Results of Operations

The following table sets forth for the periods indicated, percentages for
certain items reflected in the financial data as such items bear to the revenues
of the Company:

              Relationship to Total Revenues
                                                           June 27,    June 29,
                                                             2008        2007
                                                           --------   --------

         Operating Revenues (in thousands)                 $  2,577   $  1,769
                                                           --------   --------

         Operating Expenses:
           (as a percentage of Operating Revenues)

                     Costs of Products Sold                    66.1%      71.8%
                     Selling, General and Administrative       14.2%      16.9%
                     Interest Expense                            .8%       3.5%
                     Depreciation and amortization              1.8%       2.9%
                                                           --------   --------

                            TOTAL COSTS AND EXPENSES           82.9%      95.1%
                                                           --------   --------

         Operating Income (loss)                               17.1%       4.9%

         Other Income                                            --         --
                                                           --------   --------

         Income (loss) before Income Taxes                     17.1%       4.9%

         Income Taxes                                           (.9%)      (.8%)
                                                           --------   --------

         Net Income (loss)                                     16.2%       4.1%
                                                           ========   ========

Comparative Analysis-Three Months Ended June 27, 2008 and June 29, 2007

Operating revenues for the three months ended June 27, 2008 amounted to
$2,577,473 reflecting a 45.7% increase versus the three months ended June 29,
2007 revenues of $1,768,676. The sharp increase in revenues can be attributed to
a dramatic increase in commercial aerospace spending, new customers in the
medical device manufacturing sector as well as internal production efficiencies.

Cost of products sold amounted to $1,704,391 for the three months ended June 27,
2008, or 66.1% of operating revenues. This reflected a $433,870 or 34.1%
increase in the cost of products sold from $1,270,521 or 71.8% of operating
revenues for the three months ended June 29, 2007. The increase in cost of
product sold is due primarily to the increase in costs related to the increase
in revenues for the quarter ended June 27, 2008.


                                      -20-


                                 IEH CORPORATION

   MANAGEMENT'S DISCUSSION AND ANALYSIS OF FINANCIAL CONDITION AND RESULTS OF
                             OPERATIONS (continued)

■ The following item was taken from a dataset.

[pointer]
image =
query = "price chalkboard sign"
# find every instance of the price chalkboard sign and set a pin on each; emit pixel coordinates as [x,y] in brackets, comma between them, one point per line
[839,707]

Comparative Analysis-Three Months Ended June 27, 2008 and June 29, 2007
(continued)

Selling, general and administrative expenses were $366,830 or 14.2% of operating
revenues for the three months ended June 27, 2008 compared to $299,621 or 16.9%
of operating revenues for the three months ended June 29, 2007. This category of
expense increased by $67,209 or 22.4% from the prior year. The increase can be
attributed to an increase in salaries to sales personnel, commissions and travel
expenses.

Interest expense was $21,209 or the three months ended June 27, 2008 or .8% of
operating revenues. For the fiscal three months ended June 29, 2007, interest
expense was $61,540 or 3.5% of operating revenues. The decrease of $40,331 or
65.5% reflects primarily management's commitment to apply revenues to reduce the
Company's debt.

Depreciation and amortization of $45,880 or 1.8% of operating revenues was
reported for the three months ended June 27, 2008. This reflects a decrease of
$4,460 from the comparable three month period ended June 29, 2007 of $50,340 or
2.9% of operating revenues. The reduction in depreciation is the result of
assets being written off prior to the three months ended June 27, 2008.

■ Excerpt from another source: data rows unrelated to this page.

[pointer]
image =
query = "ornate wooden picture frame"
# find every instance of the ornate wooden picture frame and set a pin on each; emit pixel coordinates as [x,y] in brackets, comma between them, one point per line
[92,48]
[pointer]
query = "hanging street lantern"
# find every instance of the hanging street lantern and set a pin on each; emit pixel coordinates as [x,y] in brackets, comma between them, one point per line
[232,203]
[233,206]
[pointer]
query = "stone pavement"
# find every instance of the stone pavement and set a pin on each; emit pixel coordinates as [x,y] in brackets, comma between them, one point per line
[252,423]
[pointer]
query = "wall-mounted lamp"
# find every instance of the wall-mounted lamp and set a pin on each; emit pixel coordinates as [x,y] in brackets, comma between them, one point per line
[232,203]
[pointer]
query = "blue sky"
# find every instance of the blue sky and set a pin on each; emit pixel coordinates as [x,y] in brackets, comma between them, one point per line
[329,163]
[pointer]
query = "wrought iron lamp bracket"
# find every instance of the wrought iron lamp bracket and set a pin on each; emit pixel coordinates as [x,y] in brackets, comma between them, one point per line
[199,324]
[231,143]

The Company reported net income of $415,220 for the three months ended June 27,
2008 representing basic earnings of $.18 per share as compared to net income of
$72,481 or $.03 per share for the three months ended June 29, 2007. The increase
in net income for the current three month period can be attributed primarily to
the increased revenue recorded during the current quarter.

Liquidity and Capital Resources

The Company reported working capital of $2,308,437 as of June 27, 2008 compared
to a working capital of $1,890,722 as of March 28, 2008. The increase in working
capital of $417,715 was attributable to the following items:

         Net income                                            $415,220
         Depreciation and amortization                           45,880
         Capital expenditures                                   (43,325)
         Other transactions                                         (60)

As a result of the above, the current ratio (current assets to current
liabilities) was 2.85 to 1 at June 27, 2008 as compared to 2.42 to 1 at March
28, 2008. Current liabilities at June 27, 2008 were $1,249,964 compared to
$1,329,138 at March 28, 2008.

The Company reported $43,325 in capital expenditures for the three months ended
June 27, 2008 and reported depreciation of $45,880 for the same three-month
period.

The net income of $415,220 for the three months ended June 27, 2008 resulted in
an increase in stockholders' equity to $3,503,105 as compared to stockholders'
equity of $3,087,885 at March 28, 2008.

The Company has an accounts receivable financing agreement with a factor, which
bears interest at 2.5% above

                                      -21-


                                IEH CORPORATION

   MANAGEMENT'S DISCUSSION AND ANALYSIS OF FINANCIAL CONDITION AND RESULTS OF
                             OPERATIONS (continued)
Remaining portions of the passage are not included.